Technically the postings that I am going to be making over the next few days are not directly to do with JGSGB but are still worth expressing through this blog. I should explain at the outset what this is about. I am at the RootsTech conference in Salt Lake City, Utah as an individual delegate, along with my wife Jeanette. RootsTech (http://rootstech.org/) is a massive conference with 6,700 delegates now signed up to it and with practically every major star in the genealogy firmament attending, along with the major suppliers of genealogical data and technology exhibiting and giving talks. This event is very much about the future of genealogy and about how the histories of our families will be researched, recorded, written about and passed on to future generations. It will affect us all, not only as individual genealogists but also as genealogical organisations. Hence the link to JGSGB. What I hope to discover over the next three days of the conference is how JGSGB will need to adapt to fit into this new landscape. What can we offer that the technology can’t provide; what aspects of technology can we adopt to improve what we do; and most importantly is there a future for us and many other existing institutions in the new technological world? This may seem a bit doom and gloom but we should be prepared to make the best of what is coming along.

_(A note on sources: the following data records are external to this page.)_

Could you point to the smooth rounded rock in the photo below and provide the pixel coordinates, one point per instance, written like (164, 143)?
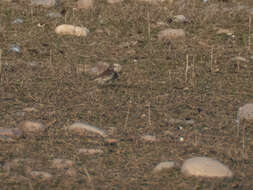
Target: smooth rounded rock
(41, 175)
(82, 128)
(90, 151)
(164, 165)
(67, 29)
(11, 132)
(205, 167)
(61, 163)
(149, 138)
(114, 1)
(171, 34)
(44, 3)
(85, 4)
(32, 127)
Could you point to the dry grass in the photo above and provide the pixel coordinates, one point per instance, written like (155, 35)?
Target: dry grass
(188, 78)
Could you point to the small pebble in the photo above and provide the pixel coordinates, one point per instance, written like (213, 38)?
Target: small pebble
(179, 18)
(81, 128)
(61, 163)
(15, 48)
(18, 21)
(149, 138)
(31, 126)
(11, 132)
(171, 34)
(44, 3)
(114, 1)
(164, 165)
(54, 15)
(66, 29)
(41, 175)
(90, 151)
(85, 4)
(205, 167)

Having said all of this, the event itself is going to be terrific if this evening is to be the standard. Having had a meal in a hotel restaurant we were about to leave the building when we saw a familar face to us and to many JGSGB members – Schelly Talalay Dardashti who wrote the Tracing the Tribe blog until recently (http://tracingthetribe.blogspot.com/) and who has spoken at JGSGB conferences. Schelly invited us to sit with her and when we looked around the bar we were in we saw we were in esteemed company indeed - Dick Eastman, of Eastman’s Online Genealogy Newsletter (http://blog.eogn.com/) - probably the most read genealogy blog in the world; Randy Seaver of Genea-Musings (http://www.geneamusings.com/), again one the best blogs around; Thomas McEntee who runs his own blog but also importantly runs the Geneabloggers website (http://geneabloggers.com/) listing and promoting thousands of genealogical blogs; and Cyndi Howells of Cyndi’s list fame (www.cyndislist.com/) amongst many others.
Just sitting there with so many of the “big hitters” of genealogy, with many more yet to meet during the conference, brought home just how big and important the event will be not just for those here but for everyone else involved in genealogical research.
I look forward with both excitement and trepidation to what will come.